So in my experience, a good developer just doesn't really leave much technical debt, they have the capability for clear thought as you say, and the knowledge and experience to solve a problem in a way that doesn't leave any (or at least leaves very little) technical debt behind in the first place.
Typically, technical debt is usually a sign of poor architectural experience - many bad programmers scoff at software architecture, but really that's what software architecture does, it teaches you to think clearly through a solution to a problem and to do so in a way that shrinks or eliminates the technical debt that you leave behind.
Learning a language teaches you how to write code, learning maths and algorithms give you a toolbox of solutions, and learning architectural concepts teaches you how to implement without leaving a trail of technical debt. Good programmers know to keep learning, but the best programmers know to keep learning both the soft and the hard skills - it's not about just learning a new language, or technology, or algorithm, you have to learn about things like design patterns, you have to know your respective language paradigm(s) and how to map problems to it, you need to know how to plan, how to think through a problem and produce a solution in a structured and methodical manner, and you need to know how to organise your code.

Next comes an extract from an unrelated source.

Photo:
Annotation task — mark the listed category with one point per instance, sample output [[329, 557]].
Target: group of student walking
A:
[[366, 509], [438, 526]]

For every SICP you should be reading a Mythical Man Month, for every K&R's The C Programming Language you should be reading the GOF Design Patterns book, and for every Introduction to Algorithms you should be reading a Software Systems Architecture. Personally I sympathise with those who don't want to or struggle to do this because I find the less technical side of things hard going as I find them less interesting and hence less captivating, but unless you fight your way through it you're only going to be half the developer you could and should be. You can't just learn one side of the equation and expect to be a great developer - there are plenty who think they are, but they're the ones thinking they're rocking through their list of tasks because they're awesome whilst leaving a massive trail of technical debt behind them for everyone else to clear up.